Poetry Review — The Garden

It is not Winter, not the cold we fear;
It is the dreadful echo of our void,
The malice all around us, manifest;

The Garden by Vita Sackville-West
The Garden by Vita Sackville-West seems to be a smaller, earlier version of The Land with less geography. The poem was published in 1946 and falls in line with Sackville-West’s essays and writing of the time. She wrote that during the war gardening was an escape from the destruction of the war. It was creating beauty and a reminder that there were better things in the world even amidst the destruction.

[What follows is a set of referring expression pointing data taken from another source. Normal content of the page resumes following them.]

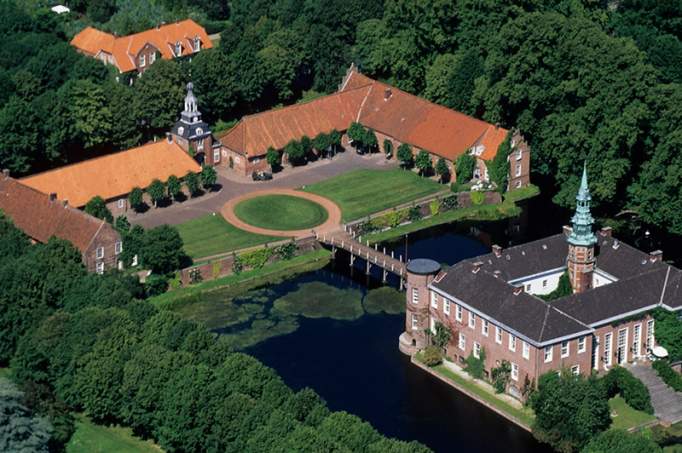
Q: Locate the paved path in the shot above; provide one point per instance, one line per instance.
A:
(234, 185)
(332, 223)
(666, 401)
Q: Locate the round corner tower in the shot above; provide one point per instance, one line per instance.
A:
(420, 273)
(581, 260)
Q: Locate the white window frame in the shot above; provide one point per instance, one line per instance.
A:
(565, 349)
(582, 345)
(549, 353)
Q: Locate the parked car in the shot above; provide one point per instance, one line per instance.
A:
(261, 176)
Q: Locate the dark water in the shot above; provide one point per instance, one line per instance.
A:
(356, 365)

Like The Land, the poem is divided into four seasons starting in winter. Each season is described in the eyes of a gardener. There are gardening tips gently mixed into the description of the seasons as well as almost a spiritual feeling for each season. The structure is a mix of non-rhyming poetry with random rhyme schemes added for effect. Even when the rhymes are in couplet form, they do not seem forced and help pull the reader into the rhythm of the season. The poem creates smooth transitions into each season much like nature, there are no abrupt changes:

But winter passes. March is not yet done
Before the solace of a warmer sun
Strokes on our hands and takes us by surprise
With a forgotten touch on naked skin.

and summer moves into fall:

The medlar and the quince’s globe of gold.
How rich and fat those yellow fruits do hang!
They were light blossom once, a light-foot girl,
All cream and muslin once, now turned to age
Mellow with fine experience.

Although the poem centers on the near Sackville-West includes her thoughts on the nativity in the winter section. The Garden is a well thought out and executed poem and one that manages to live beyond the period of post-war Britain. It may be the today’s wars, road rage, crumbling infrastructure, workplace stress, and other modern facts of life still need something like The Garden to remind us of better things.